Bricks also said the federal government has found thousands of Native American artifacts on the site. Bricks, who is white, said she doesn’t like the idea of disturbing Native American history.

“There’s a possibility of those Indian mounds or those artifacts or any of that to be unearthed or re-earthed, if I may use that word, I think I would really be upset about that,” said Bricks.

Kohler Co. Golf Group director Jim Richerson said his firm is working with the U.S. Army Corps of Engineers on the artifacts. He said the state’s recent Draft Environmental Impact Statement doesn’t put up a stop sign.

“As the draft EIS states, the archeological findings don’t prevent the development of the project. We’re very, very respectful of the archeological findings,” he said.

Richerson said a green light for the golf course would benefit the region.

“Well, it’s an opportunity first to open up private property that we’ve owned for 75 years and open that up to public use. The minimalist design of the golf course will really give an opportunity to enjoy that property,” he said.

Kohler also owns two other golf course complexes in the area, Whistling Straits and Blackwolf Run, which have hosted major championships. Richerson said he thinks there’s a market for another course, one that will create hundreds of construction and maintenance jobs. He said he doesn’t think tourism at nearby Kohler-Andrae State Park would suffer even though the course would require a four-acre easement into the public land.

“It’s in an area currently not used by the public — adjacent to an existing maintenance facility the park uses — and the existing trails that a lot of the local community uses, none of the trails would be impacted by the 4-acre easement,” said Richerson.

But the opposition group, the Friends of the Black River Forest, isn’t buying Kohler’s arguments.
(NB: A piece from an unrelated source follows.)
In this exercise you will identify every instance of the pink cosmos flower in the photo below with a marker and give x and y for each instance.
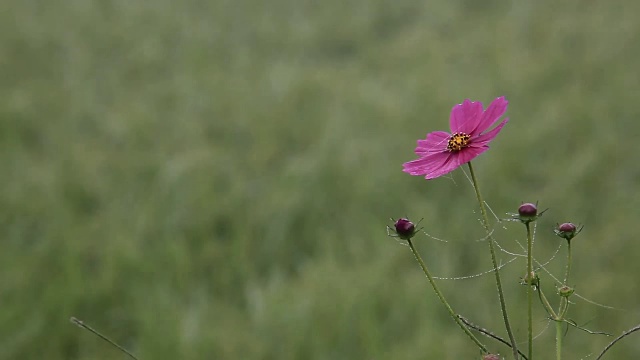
(441, 153)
The group is even raising money for a potentially long legal fight.

At the Handlebar Saloon in Sheboygan a few weeks ago, more than 100 people paid their way in for booyah (soup) bands and to blast Kohler’s plans. Jean Zabrowski said she doesn’t know why the state has issued the draft environmental impact statement without seeing a formal proposal from the company.

“So, it’s hard for us to understand why we’re using our taxpayer dollars to investigate and research and look into this project when there’s nothing been officially proposed,” Zabrowski said.

DNR spokesman James Dick said his agency felt it best to go ahead with the environmental impact statement or EIS process, saying the DNR has legal authority to do so. Dick said the department will use public comments from the Wednesday night hearing in Sheboygan Falls, and other information, to prepare the final EIS. Permit reviews would come later. The Friends of the Black River Forest is urging a big turnout for the hearing.